Successful ablation of morphology-changing premature ventricular contractions under the guidance of local voltage potentials: A case report

Premature ventricular contractions (PVCs) stemming from the aortic sinus cusp often have preferential conduction to two exits in the outflow tract and exhibited two different morphologies of PVCs, which may render radiofrequency catheter ablation (RFCA) difficult. A 67-year-old male patient underwent RACF for premature ventricular contractions (PVCs) characterizing by bi-morphology (left and right bundle branch block) on electrocardiogram. Dynamic changes in QRS morphology during ablation and evident local voltage potentials during electro-anatomical mapping were critical for identifying the real foci of origin of PVCs. Successful ablation was achieved at the left-right coronary cusp commissure.

Highlights

- Dynamic changes in QRS morphology of premature ventricular contractions (PVCs) during ablation and evident local voltage potentials during electro-anatomical mapping were critical for identifying the real foci of origin of PVCs.

- Premature ventricular contractions (PVCs) stemming from the left-right coronary cusp commissure often show preferential conduction to the RVOT.

- Bi-morphic QRS (LBBB and RBBB with an inferior axis) on ECG before the procedure may facilitate successful ablation of PVCs.

Introduction

Premature ventricular contractions (PVCs) and ventricular tachycardia (VT) have plentiful origins, which are widely distributed in both the right and left ventricles, including outflow tract, the vicinity of the tricuspid/mitral annulus and the His bundle, the papillary muscle, and so on (1). PVCs usually have one exit showing a single QRS morphology, but sometimes have multiple exit sites showing polymorphic QRS in both the right ventricular outflow tract (RVOT) and left ventricular outflow tract (LVOT) with preferential pathways (2–6). Variation of PVCs origins and morphology, especially dynamic changes in QRS during ablation, is a challenge to location and ablation of PVCs (3, 4, 7). In addition, a local voltage potential (LVP) preceding the onset of the surface QRS during PVCs, may help identify the origin of PVCs, according to a previous study (8).

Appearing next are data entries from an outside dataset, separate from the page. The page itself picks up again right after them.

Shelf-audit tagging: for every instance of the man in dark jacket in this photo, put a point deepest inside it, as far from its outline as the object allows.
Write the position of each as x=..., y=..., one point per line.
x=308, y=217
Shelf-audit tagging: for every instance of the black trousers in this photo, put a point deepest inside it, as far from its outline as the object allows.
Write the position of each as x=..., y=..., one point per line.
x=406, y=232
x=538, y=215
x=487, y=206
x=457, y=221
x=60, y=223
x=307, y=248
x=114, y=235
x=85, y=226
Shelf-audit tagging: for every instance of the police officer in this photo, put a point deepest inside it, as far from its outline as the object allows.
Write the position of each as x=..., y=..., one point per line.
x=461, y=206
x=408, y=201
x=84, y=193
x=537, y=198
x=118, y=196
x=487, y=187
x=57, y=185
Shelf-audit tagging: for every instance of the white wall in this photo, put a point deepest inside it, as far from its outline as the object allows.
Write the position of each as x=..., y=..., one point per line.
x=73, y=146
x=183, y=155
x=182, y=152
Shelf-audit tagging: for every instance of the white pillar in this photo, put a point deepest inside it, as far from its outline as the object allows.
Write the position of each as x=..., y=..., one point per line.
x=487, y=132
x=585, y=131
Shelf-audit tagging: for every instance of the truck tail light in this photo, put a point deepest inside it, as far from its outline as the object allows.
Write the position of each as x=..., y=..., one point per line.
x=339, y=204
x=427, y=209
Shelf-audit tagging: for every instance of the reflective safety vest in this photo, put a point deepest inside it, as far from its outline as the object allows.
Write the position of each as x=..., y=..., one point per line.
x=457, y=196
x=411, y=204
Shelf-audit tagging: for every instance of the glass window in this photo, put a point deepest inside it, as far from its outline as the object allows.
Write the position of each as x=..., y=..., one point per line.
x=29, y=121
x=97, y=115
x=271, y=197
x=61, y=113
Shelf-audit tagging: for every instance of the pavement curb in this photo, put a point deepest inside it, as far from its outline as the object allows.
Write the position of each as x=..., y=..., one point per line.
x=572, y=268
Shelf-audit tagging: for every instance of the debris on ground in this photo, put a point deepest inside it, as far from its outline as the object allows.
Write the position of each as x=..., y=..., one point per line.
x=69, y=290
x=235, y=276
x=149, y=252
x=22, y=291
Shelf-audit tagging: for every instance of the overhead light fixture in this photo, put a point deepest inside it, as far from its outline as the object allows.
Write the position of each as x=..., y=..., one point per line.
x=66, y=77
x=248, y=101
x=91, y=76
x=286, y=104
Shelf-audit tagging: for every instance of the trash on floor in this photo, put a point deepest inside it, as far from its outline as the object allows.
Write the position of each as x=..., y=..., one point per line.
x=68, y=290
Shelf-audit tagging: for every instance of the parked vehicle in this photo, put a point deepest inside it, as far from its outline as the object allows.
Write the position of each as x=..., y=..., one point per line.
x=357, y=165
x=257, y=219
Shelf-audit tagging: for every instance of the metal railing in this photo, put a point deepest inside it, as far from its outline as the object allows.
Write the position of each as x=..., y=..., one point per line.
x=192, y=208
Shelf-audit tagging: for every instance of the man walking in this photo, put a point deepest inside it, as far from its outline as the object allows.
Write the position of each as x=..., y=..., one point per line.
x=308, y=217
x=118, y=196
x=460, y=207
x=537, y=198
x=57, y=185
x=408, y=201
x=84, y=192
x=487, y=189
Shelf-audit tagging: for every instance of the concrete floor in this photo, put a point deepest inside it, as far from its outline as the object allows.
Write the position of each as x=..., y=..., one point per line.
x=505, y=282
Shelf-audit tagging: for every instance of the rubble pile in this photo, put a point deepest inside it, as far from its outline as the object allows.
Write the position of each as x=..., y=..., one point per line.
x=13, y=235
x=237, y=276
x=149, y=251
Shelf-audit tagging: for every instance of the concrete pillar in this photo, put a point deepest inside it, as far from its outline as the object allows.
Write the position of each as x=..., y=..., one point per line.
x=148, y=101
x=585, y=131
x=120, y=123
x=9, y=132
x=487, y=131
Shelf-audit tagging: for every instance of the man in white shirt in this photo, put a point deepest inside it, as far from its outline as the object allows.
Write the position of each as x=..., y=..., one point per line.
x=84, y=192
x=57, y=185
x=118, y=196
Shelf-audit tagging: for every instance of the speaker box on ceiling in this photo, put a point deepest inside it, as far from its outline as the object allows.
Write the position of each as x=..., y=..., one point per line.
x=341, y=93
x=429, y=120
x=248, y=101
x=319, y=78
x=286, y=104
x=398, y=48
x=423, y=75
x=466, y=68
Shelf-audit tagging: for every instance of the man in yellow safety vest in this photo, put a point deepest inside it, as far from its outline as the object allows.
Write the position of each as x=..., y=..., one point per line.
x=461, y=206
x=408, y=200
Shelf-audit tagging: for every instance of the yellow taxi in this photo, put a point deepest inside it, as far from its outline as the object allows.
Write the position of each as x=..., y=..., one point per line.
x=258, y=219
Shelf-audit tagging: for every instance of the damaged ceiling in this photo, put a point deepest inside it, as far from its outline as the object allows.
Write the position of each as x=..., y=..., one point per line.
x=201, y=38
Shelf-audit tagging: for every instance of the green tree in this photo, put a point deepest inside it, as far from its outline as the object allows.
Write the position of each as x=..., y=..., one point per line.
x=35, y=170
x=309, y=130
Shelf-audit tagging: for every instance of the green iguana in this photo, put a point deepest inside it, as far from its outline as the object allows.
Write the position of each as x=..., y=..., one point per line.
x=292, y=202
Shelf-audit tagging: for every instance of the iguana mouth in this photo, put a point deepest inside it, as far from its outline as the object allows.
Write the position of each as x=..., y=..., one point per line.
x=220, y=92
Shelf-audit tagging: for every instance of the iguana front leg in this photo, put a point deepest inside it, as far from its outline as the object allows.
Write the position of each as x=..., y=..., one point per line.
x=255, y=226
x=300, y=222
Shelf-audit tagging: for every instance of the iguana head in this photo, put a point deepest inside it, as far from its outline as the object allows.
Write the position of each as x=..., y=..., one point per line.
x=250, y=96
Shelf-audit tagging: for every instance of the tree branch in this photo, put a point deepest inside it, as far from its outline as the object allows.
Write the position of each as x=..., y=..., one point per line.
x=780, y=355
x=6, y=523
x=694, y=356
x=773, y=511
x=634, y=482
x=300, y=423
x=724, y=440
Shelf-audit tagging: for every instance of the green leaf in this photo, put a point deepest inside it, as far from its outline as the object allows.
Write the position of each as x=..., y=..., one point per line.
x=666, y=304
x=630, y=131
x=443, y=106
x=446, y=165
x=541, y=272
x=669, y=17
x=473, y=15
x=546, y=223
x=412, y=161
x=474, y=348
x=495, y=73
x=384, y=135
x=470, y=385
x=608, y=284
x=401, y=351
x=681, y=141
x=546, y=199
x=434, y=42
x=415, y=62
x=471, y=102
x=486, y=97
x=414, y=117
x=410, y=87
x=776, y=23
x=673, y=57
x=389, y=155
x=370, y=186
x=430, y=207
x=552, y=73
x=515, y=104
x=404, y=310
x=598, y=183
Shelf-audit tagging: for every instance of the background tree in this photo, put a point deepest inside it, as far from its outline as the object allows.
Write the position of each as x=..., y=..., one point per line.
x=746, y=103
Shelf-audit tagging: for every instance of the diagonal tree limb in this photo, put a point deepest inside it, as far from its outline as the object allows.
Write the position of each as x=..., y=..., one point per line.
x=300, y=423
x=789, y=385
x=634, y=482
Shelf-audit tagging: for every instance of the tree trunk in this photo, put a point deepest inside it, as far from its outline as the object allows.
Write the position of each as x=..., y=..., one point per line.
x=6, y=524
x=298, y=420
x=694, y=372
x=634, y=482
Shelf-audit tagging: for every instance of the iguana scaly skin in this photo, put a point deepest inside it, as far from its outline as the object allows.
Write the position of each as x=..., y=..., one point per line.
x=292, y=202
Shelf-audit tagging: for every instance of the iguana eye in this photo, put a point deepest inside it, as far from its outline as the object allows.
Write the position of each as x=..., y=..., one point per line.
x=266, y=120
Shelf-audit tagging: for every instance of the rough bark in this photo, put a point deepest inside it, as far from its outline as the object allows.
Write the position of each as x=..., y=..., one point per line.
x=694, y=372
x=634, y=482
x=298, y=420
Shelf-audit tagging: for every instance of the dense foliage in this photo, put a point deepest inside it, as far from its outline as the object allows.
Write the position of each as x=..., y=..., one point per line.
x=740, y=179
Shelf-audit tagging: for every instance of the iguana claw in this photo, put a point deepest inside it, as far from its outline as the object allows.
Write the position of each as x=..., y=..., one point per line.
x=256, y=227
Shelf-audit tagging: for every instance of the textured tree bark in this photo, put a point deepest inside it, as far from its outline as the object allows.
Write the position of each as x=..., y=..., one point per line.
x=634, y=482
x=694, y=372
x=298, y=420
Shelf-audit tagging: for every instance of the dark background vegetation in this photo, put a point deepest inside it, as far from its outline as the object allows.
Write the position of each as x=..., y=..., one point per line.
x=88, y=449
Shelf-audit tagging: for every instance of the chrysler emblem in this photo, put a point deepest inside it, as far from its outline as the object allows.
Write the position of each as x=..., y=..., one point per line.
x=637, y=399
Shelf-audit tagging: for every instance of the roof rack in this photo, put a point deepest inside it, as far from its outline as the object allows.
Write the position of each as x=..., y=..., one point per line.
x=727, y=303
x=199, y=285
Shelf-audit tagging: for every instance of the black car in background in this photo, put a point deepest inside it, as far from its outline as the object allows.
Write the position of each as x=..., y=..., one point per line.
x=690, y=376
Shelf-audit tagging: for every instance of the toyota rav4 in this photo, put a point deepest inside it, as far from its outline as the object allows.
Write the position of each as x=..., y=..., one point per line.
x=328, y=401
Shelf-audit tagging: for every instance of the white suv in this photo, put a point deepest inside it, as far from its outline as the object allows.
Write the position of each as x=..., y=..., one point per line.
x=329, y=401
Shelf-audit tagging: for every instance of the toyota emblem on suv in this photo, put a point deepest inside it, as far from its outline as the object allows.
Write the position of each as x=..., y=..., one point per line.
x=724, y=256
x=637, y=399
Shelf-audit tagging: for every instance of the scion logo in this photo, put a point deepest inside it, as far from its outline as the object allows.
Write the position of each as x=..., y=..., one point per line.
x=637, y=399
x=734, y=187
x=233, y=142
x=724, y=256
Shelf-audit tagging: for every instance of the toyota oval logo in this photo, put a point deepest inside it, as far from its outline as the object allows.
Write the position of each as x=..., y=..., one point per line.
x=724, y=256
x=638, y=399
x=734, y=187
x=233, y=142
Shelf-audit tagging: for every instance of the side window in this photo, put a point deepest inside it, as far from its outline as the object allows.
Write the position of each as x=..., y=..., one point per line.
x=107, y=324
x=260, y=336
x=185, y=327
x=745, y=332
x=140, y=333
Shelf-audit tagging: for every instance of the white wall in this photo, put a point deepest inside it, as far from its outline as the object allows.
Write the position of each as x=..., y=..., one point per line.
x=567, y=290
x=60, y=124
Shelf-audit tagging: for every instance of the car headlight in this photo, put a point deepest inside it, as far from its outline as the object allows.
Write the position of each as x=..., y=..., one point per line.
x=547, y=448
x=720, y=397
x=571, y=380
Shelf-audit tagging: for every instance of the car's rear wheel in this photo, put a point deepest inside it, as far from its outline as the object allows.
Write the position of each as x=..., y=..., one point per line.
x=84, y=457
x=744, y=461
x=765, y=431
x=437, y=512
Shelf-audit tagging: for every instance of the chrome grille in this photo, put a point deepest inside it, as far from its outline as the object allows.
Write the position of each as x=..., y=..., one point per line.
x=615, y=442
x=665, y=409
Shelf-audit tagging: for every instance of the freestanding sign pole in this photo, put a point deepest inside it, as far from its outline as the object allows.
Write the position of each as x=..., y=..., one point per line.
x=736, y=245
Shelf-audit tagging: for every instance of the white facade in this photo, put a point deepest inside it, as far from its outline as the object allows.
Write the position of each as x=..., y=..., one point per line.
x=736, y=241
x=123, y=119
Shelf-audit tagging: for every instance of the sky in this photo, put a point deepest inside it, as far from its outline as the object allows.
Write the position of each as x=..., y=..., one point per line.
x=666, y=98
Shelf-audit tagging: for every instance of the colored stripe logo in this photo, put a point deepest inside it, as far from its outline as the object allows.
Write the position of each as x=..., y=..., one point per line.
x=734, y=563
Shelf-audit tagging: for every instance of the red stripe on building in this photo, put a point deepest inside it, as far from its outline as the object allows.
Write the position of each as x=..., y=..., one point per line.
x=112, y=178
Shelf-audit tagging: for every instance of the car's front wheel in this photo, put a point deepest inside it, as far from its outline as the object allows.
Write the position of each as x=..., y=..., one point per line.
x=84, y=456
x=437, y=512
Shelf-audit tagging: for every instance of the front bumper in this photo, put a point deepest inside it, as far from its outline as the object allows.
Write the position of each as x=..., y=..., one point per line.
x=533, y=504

Here, we report a case of PVCs, whose successful ablation depended on dynamic alterations in QRS morphology during ablation and evident local voltage potentials during electro-anatomical mapping, originating from the left-right coronary cusp commissure (L-RCC).

Case report

The patient was a 67-year-old man with a 2-year history of shortness of breath and frequent palpitation while resting. And he had a history of hypertension and coronary heart disease. The symptoms could not be explained by these diseases, because that LV ejection fraction (69%) was kept within reasonable bounds, and local stenosis in the middle left anterior descending coronary artery was unchanged compared to 2 years ago. In addition, electrocardiogram (ECG) was normal during sinus rhythm. However, a serious of ECGs show frequent bi-morphic PVCs characterized by left bundle branch block (LBBB) and/or right bundle branch block (RBBB) in Figure 1, whose QRS wave were upright in leads II, III, and aVF (an inferior axis). The PVCs with inverted (LBBB) and upright (RBBB) QRS wave in lead V1, were defined as PVC-1 and PVC-2, respectively. The coexistence of PVC-1 and PVC-2 was reconfirmed in the preoperative 24 h of ambulatory Holter monitoring, and PVC burden was 22,915 (26.3%), which was mainly composed of PVC-1. The symptomatic PVCs were refractory to antiarrhythmic medications. Therefore, this patient was referred for radiofrequency catheter ablation (RFCA) of the PVCs.

FIGURE 1

Figure 1. Twelve lead-ECG recorded before the procedure showing sinus rhythm, PVC-1, and PVC-2. ECG, electrocardiogram; PVC, premature ventricular contraction.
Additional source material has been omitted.